Imaginary Friend (2012 TV Movie)
3/10
One of Lifetime's Worst Films
9 October 2014
Warning: Spoilers
While the acting was generally okay and the soundtrack wasn't too bad, the plot itself was terrible. It's just another movie to make imaginary friends seem like a mental illness. Lots of adults have imaginary friends, hell, I have one, and it's movies like this one, Drop Dead Fred (1991), Hide & Seek (2005) and Magic (1978) that give imaginary friends a bad rep. This film follows the basic formula for these types of movies.

Emma has it all, she's an adult woman who lives a fancy high-class life as an artist but is on strict medication and is married to a kind of jerky psychiatrist. As a child she had an abusive father and created an imaginary friend, Brittany, to help her through dark times. Her loving headshrinker husband suggests medication but Emma loves Brittany and doesn't want to destroy her only friend with drugs. But is Brittany not so imaginary after all, or is there something more going on? Well, Emma is a typical Hollywood portrayal of mental illness in a person, frequently shown popping antidepressants/antipsychotics and having hallucinations that turn out to be a real person she is seeing, and her sleazy husband certainly isn't helping anything as he cheats and plots to have his wife sent off to a mental asylum forever.

I wish film companies would consider their viewers more often though; I'm sure I'm not the only one who has gone through something traumatic and dealt with it differently than most. I created Syd my imaginary friend when I was in grade 5 and he's been around for years. When my psychiatrist found out I thought for sure he'd tell me to get rid of Syd or start popping pills, but he said that many fiction novelists end up with imaginary friends or keep them from childhood, and that as long as Syd isn't dangerous and doesn't pose any threat he's a great support mechanism so long as I can tell the difference between imagination and reality, which I can.
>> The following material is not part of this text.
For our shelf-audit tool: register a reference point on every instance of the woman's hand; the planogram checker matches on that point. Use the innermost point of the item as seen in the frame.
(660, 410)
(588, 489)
I don't like how the film portrayed Emma as "instant nutcase" for having an imaginary friend, nor do I like how they portrayed the psychiatrist husband as a cheating, stuck-up know-it-all who automatically wants his own wife sent away, even though he was scheming with his mistress in the film.

This film is the perfect example of why Lifetime should stick to their true crime films and teen dramas. I don't recommend watching this at all, it's pretty pathetic.